I also went through the first act and did a beat analysis, studying how we move into the story and get the necessary exposition out there. Not shockingly, Brazil fares somewhat better than the other films I've watched this month. First, the exposition delivery systems (the method by which they dump all that info on us) are original and dynamic; second, they're entertaining and humorous; third, each moment and shot manages to work on a minimum of two levels (e.g., backstory and world-building; theme and characterization). It's just -- it's a classic. A tight, beautiful script, completely madcap but firmly controlled, directed by the right guy.

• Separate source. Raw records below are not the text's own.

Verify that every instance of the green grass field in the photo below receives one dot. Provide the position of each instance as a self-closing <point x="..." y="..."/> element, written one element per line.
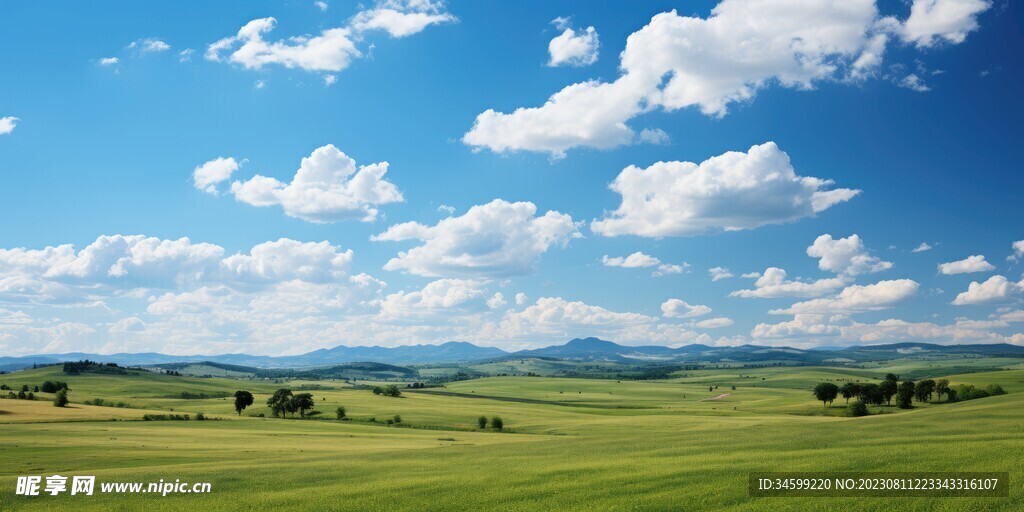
<point x="570" y="443"/>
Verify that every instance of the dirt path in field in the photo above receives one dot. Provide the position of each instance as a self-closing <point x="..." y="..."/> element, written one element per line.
<point x="717" y="397"/>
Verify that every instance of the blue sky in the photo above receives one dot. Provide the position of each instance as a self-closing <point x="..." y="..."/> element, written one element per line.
<point x="108" y="114"/>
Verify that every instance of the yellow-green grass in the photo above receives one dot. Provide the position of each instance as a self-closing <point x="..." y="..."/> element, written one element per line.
<point x="670" y="462"/>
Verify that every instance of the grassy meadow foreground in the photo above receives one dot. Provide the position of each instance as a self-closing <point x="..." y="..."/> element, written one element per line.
<point x="685" y="441"/>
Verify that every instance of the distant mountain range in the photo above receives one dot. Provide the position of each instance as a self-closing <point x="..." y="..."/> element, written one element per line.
<point x="591" y="349"/>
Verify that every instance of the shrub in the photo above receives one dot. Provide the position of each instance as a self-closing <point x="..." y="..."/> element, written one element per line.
<point x="60" y="399"/>
<point x="856" y="410"/>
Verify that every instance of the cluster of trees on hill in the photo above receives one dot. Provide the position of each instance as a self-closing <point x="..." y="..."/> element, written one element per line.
<point x="91" y="367"/>
<point x="284" y="401"/>
<point x="904" y="392"/>
<point x="389" y="390"/>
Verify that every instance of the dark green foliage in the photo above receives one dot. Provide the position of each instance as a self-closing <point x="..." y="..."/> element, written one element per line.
<point x="825" y="392"/>
<point x="857" y="409"/>
<point x="279" y="402"/>
<point x="60" y="399"/>
<point x="923" y="390"/>
<point x="904" y="395"/>
<point x="242" y="400"/>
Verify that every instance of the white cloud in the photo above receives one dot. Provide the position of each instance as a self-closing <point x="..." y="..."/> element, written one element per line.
<point x="1018" y="246"/>
<point x="970" y="264"/>
<point x="676" y="308"/>
<point x="207" y="176"/>
<point x="846" y="256"/>
<point x="438" y="299"/>
<point x="401" y="17"/>
<point x="498" y="239"/>
<point x="994" y="289"/>
<point x="773" y="284"/>
<point x="913" y="82"/>
<point x="856" y="298"/>
<point x="717" y="323"/>
<point x="731" y="192"/>
<point x="655" y="136"/>
<point x="148" y="45"/>
<point x="7" y="124"/>
<point x="679" y="61"/>
<point x="635" y="260"/>
<point x="328" y="187"/>
<point x="719" y="272"/>
<point x="932" y="22"/>
<point x="571" y="47"/>
<point x="332" y="50"/>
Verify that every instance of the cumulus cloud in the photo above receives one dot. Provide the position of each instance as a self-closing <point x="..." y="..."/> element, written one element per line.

I didn't get into the visuals or the dream sequence or the art/effects/framing, but all of those are just as inspired and multi-layered as the stuff I did rave about. And the visuals! the flying-through-the-clouds dreams, the bizarre ducts-and-wires Rube Goldberg-meets-Orwell nightmare world, the miniatures throughout -- they're all so fucking pretty! Like I said, a classic. Hardly news to anybody: it deserves its reputation.